Congress President Rahul Gandhi asked “how could anyone protect the culprits” and deplored letting politics interfere in such “unimaginable brutality”. “How can anyone protect the culprits of such evil? What happened to the girl at Kathua is a crime against humanity. It cannot go unpunished,” he tweeted. “Like millions of Indians my heart hurts tonight,” Gandhi said at a midnight rally. “India simply cannot continue to treat its women the way it does,” he said. Congress leader Kapil Sibal attacked Modi on his silence over the issue and said he should speak up over violence against women in states where the BJP is in power. “Prime Minister is silent over the incidents of rape in Unnao (in Uttar Pradesh) and Kathua,” Sibal said. Family members of the girl have abandoned their home in Rassana village out of fear. Police says that the victim’s father, along with his wife, two children and livestock, left their house without telling anyone. They have reportedly shifted to the house of his brother in Samba district.
The Supreme Court of India has taken notice of the incident and decided to examine it of its own accord, according to Times of India. The country’s apex court has also sent a notice to Indian-held Kashmir’s bar council for trying to stop the filing of charge sheet against the accused. The case has fuelled the sharp communal divide in the region, with Muslim activists condemning what they see as a crime against their community and some Hindu groups arguing that the accused had been unfairly charged.
High profile names from the world of cinema and cricket have also voiced outrage over the crime in a country were nearly 40,000 rape cases are reported every year, according to official figures. “What is happening to the world we live in???” Bollywood star Anushka Sharma, who is married to Indian cricket captain Virat Kohli, wrote on Twitter. “These people should be given the most severe punishment there is! Where are we heading as humanity? Shaken to my core,” she said.

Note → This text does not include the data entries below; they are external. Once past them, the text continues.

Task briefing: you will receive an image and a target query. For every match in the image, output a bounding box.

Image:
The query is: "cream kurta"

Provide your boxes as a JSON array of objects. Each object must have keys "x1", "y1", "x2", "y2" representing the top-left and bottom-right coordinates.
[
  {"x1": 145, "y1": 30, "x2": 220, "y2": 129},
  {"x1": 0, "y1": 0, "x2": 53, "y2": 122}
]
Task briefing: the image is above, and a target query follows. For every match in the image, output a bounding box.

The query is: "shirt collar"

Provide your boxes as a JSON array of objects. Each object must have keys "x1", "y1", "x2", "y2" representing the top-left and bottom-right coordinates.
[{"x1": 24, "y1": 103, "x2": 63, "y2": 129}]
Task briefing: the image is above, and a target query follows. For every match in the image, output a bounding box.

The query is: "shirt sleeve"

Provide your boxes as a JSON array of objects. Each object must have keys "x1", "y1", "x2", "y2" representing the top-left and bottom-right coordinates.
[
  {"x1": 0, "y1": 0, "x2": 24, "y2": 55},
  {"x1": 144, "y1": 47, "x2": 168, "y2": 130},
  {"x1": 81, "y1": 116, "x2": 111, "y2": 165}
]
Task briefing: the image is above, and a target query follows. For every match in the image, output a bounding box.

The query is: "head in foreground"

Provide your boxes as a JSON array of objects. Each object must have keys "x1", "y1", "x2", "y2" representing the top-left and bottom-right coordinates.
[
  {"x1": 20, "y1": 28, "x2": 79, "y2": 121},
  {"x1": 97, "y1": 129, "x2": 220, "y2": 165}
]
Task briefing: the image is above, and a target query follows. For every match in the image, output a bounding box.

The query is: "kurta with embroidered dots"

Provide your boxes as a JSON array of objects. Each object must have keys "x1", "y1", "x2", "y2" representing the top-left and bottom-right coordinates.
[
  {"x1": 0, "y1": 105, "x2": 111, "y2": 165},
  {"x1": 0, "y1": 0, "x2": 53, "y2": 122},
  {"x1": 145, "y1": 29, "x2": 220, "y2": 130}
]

Cricketer Gautam Gambhir blamed India’s ‘stinking systems’ for what some have described as a rape epidemic. “Come on ‘Mr. System’, show us if you have the balls to punish the perpetrators, I challenge you,” he tweeted. Citizen groups are planning further protests in New Delhi, Hyderabad, Chennai and Kolkata over the next two days, while thousands of people have taken to social media to seek justice for the victims. Nearly 35,000 rape cases were reported to Indian police and 7,000 convictions were made in 2015, both increasing by about 40 per cent from three years earlier, according to government data.